Using AI to provide a more powerful search experience can be difficult.
Lucidworks, a provider of AI-powered search apps, is trying to simplify the process and provide businesses with a connected experience with a new SaaS platform called Springboard.
Thursday’s release includes Springboard’s first generally available app, Connected Search.
Connected Search provides businesses with a search and information engine featuring push-button AI and guided, optimized workflows.
Companies that use Connected Search use Springboard’s artificial intelligence and machine learning capabilities. Lucidworks said push-button AI provides instant intelligence and improves relevance by applying user information and cues.
Lucidworks plans to release additional apps for the Springboard platform throughout the year, including Connected Service in Q3 and Connected Commerce in Q4.
The Connected Search app is listed to start at $600 per million requests and 100,000 documents per month for early access customers.
The platform’s goal is to enable businesses to understand the intent of their customers, CEO Will Hayes said.
In this Q&A session, Hayes explained what these connected experiences are and how Lucidworks’ new search platform differs from competitive products.
How was this research platform born?
Will Hayes: For the past eight years we’ve been working with what we call the fusion server. It is an AI-powered search engine with a primary focus on personalization and discovery. We take all user signals while you shop, while you browse, add things to your cart, contact user support, we build a comprehensive catalog. We run machine learning to use these signals to better target personalization and categorize things for you. This is used by some of the biggest retailers, some of the biggest grocery, home improvement, auto renovation, clothing and exercise equipment companies.
We’ve received many requests to take these features – this AI-powered search, personalization, and recommendations – and apply them to additional use cases like customer service and e-commerce.
Will HayesCEO, Lucid Works
To make this faster and more impactful for our customers, we are launching a SaaS platform. It is an application-specific multi-tenant SaaS platform.
What problem are you addressing with this research platform?
Hayes: The biggest differentiation is how we leverage what we call these user signals.
Unlike many competitors who focus on a particular type of search use case, we believe that by bringing all of these signals together, by running machine learning on all of these signals, we can start informing multiple channels.
One of the biggest differentiators and benefits companies get from connected search is that they start collecting all that user interaction data; this is what we call first-party data.
[Connected Search] is the site search application. This will allow customers to respond to your browsing experience and allow them to change the results.
What makes this search platform different from your competitors?
Hayes: There are three types of key elements. One of them is how we applied AI within the technology. We have several different machine learning models that we use out of the box, for visualization and for recommendations. We have some who are trained on very domain-specific types of things. If you’re in oil and gas or financial services, our AI can help better enrich data, understand data, answer user questions.
So when people come in and ask a question, you know, being able to surface and answer those questions, so we rely on something called semantic vectors.
Then if you look within our platform itself, we kind of have two key paradigms that we rely on to deploy these use cases.
The first is our data services. Again, I talked a bit about being specifically trained for specific areas. We go into oil and gas or apparel, or home improvement. These all have their own sets of languages in the glossaries they use around which we can enrich and understand the data. Then, with our workflows, we’re allowed to take all that magic, if you will, and put it into a process or flow that, for example, can help support a customer service agent.

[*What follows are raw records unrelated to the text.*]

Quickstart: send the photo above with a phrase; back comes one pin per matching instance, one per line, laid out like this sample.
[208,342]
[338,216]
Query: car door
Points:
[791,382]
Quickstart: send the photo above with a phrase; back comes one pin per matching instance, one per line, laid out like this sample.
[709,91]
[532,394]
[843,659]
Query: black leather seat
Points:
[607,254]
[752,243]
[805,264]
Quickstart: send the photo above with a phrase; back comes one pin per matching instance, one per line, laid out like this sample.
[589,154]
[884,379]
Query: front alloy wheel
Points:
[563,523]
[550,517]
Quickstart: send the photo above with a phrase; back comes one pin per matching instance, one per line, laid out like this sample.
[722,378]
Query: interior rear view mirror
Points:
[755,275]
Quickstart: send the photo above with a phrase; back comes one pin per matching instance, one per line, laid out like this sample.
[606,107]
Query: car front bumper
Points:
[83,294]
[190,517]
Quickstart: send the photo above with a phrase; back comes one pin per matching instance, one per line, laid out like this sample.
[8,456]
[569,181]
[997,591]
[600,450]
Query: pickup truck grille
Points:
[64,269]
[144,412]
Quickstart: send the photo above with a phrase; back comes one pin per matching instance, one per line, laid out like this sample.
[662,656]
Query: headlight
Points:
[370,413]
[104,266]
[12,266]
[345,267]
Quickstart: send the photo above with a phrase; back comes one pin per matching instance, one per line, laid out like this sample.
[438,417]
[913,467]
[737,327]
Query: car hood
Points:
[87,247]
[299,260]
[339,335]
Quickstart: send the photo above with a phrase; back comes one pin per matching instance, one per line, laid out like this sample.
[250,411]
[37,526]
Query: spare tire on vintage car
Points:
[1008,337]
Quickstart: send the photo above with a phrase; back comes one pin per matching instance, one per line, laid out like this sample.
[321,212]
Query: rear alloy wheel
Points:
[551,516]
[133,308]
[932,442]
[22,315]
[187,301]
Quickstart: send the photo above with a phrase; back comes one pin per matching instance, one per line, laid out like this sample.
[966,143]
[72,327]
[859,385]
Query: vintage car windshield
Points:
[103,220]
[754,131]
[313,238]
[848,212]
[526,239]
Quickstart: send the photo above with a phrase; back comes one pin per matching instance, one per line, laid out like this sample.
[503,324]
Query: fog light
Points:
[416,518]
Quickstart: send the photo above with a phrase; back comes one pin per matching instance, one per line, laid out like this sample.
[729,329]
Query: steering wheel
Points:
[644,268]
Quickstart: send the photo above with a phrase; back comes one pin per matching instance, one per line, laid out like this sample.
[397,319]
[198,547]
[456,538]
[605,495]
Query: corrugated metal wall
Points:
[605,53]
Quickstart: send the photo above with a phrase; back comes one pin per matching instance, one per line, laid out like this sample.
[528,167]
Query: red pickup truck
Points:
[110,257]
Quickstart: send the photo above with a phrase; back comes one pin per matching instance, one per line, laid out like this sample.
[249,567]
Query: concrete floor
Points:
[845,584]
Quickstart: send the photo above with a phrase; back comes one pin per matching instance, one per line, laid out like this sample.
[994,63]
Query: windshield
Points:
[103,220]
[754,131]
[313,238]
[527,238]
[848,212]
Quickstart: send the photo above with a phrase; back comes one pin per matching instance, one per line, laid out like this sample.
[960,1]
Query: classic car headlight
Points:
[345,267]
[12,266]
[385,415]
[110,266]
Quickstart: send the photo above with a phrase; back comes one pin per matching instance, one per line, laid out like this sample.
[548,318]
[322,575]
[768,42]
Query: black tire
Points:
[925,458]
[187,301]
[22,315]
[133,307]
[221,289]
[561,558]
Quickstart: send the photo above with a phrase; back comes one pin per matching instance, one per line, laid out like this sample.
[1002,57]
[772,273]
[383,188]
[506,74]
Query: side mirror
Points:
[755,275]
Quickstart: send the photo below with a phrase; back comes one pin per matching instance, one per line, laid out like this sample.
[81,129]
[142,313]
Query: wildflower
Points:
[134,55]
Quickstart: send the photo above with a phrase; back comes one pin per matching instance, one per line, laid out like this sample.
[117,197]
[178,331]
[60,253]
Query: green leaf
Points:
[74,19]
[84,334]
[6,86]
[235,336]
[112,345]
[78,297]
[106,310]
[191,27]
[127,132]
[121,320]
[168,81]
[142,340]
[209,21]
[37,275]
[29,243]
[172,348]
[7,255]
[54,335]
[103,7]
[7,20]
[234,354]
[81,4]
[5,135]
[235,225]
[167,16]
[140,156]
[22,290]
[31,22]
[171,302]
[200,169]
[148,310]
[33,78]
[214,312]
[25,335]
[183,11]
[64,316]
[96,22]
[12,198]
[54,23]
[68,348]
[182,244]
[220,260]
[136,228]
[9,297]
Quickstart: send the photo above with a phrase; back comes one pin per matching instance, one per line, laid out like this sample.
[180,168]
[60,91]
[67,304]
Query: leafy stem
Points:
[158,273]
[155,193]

Here is a simple workflow example. I’m a help desk agent; I receive a phone call. I type [the customer’s name]. This workflow will know how to extract all products and services related to [the customer], retrieve all open issues related to these products and services, find a resolution if we have a common issue that occurs, and display all this information at the time to provide this workflow.
From customer agent [perspective], I just go to the screen, and I say, ‘Oh, okay. I see the things you subscribed to. I see some issues you might be having, I see where you’ve been on the website, let me try to serve you better.
By bringing these things together – semantic vectors and AI, our data models that we’ve built around various domains and these workflows – we have a unique way to go to market and deploy different use cases , using these same abilities.
How quickly will users be able to implement this enterprise search platform in their workflows?
Hayes: There are two things about speed. One of them is sub-second indexing.
So you give us a URL, we go in, we start calling incredibly fast. We also update quickly.
In most cases, with most solutions, there may be a delay of up to 12-24 hours before these updates appear in the index. Imagine if you’re like a grocery store supplier, and inventory is constantly changing and you need to keep those indexes up to date. We can do it in real time, and we can do it on a massive scale.
Editor’s Note: This interview has been edited for clarity and brevity.